Before we get to what Core Data is in a simple terms, let's start with the why question.

Why do we need something like Core Data?

Apps often need to store non-trivial amount of important data. Typical example can be something like app for notes, messaging or basically any kind of app that downloads data from the server and wants to avoid potentially long load of the same data again.

While you could store data for basic notes app as a plain file, maybe with the help of Codable, this approach does not scale well. For each small change, you need to write the entire file again and if you later decide to modify your data model (in this case your Codable struct/class) you need to be very careful or otherwise your users can easily lose data, if their file is encoded with the old definition and you changed that. As you are likely aware, UserDefaults should not be used to store large amounts of data, but instead just user preferences.

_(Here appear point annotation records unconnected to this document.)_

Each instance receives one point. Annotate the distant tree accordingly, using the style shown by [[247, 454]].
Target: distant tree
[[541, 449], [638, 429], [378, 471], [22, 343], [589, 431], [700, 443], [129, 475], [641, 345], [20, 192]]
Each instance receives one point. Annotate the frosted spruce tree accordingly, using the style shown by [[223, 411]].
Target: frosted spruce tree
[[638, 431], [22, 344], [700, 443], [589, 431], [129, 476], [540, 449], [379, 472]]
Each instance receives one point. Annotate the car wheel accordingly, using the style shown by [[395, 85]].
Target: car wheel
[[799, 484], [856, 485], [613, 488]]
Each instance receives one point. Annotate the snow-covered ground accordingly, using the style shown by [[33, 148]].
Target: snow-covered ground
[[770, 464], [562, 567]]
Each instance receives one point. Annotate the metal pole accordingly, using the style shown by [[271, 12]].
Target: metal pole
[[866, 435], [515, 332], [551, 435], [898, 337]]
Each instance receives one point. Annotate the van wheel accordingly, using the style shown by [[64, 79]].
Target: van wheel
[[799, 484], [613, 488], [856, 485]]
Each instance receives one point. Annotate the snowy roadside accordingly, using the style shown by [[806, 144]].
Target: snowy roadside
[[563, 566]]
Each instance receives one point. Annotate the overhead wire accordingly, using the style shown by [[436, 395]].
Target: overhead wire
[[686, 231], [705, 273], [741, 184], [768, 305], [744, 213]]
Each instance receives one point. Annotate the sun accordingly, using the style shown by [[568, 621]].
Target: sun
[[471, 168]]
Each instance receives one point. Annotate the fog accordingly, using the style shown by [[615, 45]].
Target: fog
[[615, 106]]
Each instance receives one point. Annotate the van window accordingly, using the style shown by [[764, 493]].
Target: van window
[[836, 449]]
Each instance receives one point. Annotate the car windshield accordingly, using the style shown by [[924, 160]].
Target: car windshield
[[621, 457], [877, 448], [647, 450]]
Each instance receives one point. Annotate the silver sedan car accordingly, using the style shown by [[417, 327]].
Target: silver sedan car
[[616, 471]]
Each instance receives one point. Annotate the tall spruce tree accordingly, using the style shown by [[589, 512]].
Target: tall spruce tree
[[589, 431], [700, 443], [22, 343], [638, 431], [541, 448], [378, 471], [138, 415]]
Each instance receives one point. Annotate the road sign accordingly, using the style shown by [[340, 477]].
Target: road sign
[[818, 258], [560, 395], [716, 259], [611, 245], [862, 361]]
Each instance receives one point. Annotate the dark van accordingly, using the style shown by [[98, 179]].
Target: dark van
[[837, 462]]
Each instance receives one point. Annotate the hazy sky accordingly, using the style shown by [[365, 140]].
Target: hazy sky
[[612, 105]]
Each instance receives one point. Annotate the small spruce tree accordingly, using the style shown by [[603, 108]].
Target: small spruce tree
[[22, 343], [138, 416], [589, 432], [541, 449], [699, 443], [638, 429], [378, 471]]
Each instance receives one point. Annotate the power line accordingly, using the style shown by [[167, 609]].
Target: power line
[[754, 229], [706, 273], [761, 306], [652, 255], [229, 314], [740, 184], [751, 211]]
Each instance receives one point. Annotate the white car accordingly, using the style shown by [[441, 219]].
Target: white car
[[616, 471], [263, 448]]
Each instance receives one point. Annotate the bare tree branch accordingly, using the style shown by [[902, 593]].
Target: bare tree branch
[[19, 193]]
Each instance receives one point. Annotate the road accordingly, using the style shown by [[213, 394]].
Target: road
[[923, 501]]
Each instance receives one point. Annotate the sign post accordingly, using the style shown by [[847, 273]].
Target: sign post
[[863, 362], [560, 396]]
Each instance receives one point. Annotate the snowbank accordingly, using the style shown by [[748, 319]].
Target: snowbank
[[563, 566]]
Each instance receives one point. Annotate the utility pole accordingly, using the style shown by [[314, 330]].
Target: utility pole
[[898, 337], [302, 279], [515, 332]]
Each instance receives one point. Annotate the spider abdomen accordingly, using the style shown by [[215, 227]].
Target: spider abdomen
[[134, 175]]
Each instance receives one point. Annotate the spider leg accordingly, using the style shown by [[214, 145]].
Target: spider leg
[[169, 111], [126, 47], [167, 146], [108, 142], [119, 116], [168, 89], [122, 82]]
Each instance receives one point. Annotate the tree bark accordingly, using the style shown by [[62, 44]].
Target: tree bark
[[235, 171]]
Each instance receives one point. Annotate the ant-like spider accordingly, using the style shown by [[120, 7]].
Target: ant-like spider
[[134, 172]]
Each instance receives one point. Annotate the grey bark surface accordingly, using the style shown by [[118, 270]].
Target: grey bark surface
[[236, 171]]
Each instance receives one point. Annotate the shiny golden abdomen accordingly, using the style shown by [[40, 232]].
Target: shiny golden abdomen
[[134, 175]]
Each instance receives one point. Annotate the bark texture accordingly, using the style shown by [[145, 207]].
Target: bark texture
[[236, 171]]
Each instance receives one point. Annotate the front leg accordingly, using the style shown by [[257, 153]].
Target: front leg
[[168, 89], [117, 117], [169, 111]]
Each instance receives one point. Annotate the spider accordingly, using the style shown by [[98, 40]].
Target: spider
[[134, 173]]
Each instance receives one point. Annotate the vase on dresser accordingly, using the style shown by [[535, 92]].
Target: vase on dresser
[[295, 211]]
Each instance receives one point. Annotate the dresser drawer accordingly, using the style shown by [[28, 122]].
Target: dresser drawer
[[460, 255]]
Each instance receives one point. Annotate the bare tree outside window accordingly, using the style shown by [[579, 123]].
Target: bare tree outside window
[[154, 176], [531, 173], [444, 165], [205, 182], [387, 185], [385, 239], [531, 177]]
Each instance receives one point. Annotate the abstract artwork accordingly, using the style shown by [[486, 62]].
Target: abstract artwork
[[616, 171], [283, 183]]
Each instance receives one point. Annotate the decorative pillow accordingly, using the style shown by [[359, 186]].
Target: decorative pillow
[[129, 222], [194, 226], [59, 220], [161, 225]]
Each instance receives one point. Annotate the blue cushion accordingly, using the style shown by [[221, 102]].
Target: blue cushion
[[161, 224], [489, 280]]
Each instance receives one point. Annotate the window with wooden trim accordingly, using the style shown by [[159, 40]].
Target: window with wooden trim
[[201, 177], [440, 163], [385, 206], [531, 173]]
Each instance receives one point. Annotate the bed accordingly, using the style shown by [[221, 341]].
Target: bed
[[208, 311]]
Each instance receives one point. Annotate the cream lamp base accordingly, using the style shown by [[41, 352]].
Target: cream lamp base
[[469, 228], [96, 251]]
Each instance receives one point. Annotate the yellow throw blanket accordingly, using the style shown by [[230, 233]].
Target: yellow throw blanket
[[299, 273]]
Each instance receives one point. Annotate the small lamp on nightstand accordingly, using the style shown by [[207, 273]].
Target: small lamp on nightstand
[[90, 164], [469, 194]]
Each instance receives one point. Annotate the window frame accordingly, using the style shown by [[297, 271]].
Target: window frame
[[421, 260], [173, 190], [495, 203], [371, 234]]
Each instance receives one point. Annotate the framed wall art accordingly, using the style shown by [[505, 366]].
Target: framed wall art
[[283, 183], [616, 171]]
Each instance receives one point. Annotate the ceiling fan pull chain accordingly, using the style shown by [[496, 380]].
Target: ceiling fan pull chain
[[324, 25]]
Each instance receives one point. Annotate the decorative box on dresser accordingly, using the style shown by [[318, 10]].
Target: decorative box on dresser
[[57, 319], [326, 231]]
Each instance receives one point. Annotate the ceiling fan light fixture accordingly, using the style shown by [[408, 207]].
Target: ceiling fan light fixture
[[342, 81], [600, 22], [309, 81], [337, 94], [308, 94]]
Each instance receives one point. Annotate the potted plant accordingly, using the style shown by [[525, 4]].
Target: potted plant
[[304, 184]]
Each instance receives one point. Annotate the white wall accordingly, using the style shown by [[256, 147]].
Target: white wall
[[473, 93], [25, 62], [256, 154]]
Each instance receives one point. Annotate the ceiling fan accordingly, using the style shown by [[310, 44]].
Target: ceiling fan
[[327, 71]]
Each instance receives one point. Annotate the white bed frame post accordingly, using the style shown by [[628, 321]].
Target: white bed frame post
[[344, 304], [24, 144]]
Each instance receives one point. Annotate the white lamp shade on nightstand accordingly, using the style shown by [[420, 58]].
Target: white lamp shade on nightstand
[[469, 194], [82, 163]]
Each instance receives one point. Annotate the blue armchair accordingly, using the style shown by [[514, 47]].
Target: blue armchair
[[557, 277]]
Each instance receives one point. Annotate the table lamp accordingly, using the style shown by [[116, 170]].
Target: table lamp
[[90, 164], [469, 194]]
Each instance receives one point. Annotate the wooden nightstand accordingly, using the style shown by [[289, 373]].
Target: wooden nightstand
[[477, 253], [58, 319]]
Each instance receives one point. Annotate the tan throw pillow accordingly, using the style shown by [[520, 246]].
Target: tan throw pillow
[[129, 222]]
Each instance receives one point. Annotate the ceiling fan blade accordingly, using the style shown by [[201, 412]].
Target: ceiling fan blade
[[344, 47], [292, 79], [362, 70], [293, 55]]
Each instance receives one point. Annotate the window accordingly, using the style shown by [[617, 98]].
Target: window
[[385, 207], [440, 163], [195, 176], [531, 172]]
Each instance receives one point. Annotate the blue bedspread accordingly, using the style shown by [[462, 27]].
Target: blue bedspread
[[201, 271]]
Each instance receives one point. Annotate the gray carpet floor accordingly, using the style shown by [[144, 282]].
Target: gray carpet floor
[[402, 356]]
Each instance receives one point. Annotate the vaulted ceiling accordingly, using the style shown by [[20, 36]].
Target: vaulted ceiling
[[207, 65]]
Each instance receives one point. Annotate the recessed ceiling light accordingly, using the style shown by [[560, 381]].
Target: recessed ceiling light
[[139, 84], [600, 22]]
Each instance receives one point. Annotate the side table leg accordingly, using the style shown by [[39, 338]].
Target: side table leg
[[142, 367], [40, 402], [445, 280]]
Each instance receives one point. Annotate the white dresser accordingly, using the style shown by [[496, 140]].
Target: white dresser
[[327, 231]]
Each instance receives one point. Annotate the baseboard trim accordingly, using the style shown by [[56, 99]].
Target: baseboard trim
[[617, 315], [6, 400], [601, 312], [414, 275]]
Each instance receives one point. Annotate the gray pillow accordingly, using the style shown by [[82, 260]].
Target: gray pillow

To practically store and retrieve large amount of data, you need database. Normally standard databases require their own language (SQL) to retrieve and save data. If you wanted to directly use a database from your Swift code, you would need to manually construct SQL commands, execute them and then manually parse the result.

Thankfully we have Core Data which handles all of this for us.

What is Core Data really?

I think in the simplest terms, Core Data can be understood as a layer between the raw database and your Swift code. It internally uses SQLite database, which is basically one special file that holds the logic and data. What is important to us is that we can work with just Core Data and instances of Swift classes that get saved and retrieved from the underlying database by Core Data.

The "object graph" stuff and other fancy descriptions refers to the fact, that Core Data can intelligently monitor your classes, keep track of changes and when you call save on the object context, these changes get saved to the database. It also handles migration, which is term you find quite often in the SQL database world. Because these databases have strictly defined structure how they save data, if you decide to change your model (this means stuff like adding/removing properties to your classes, renaming properties or adding relationships), you need to do a migration. This is the process that makes sure the database structure (called a schema) is up to date and ready to work with new model definitions. Meaning if you have a property name, then the database has column to save this information.

If you were to use the database directly, you would need to do these migrations by hand and you could potentially really mess up the database. Fortunately Core Data can handle a lot of changes with automatic migrations which means you don't have to do anything.

Apart from getting and saving data, migrations, there is another important thing Core Data handles for you and these are relationships between objects. If you have some object for example Folder and it has an array of Notes, then you need to save this information, along with the actual folder and notes. In the SQL world, you would need to define special kind of keys, that would bind these together. If you setup relationships through Core Data, you get all of this automatically. So you can work with the related objects without thinking about manually creating and managing these relationships.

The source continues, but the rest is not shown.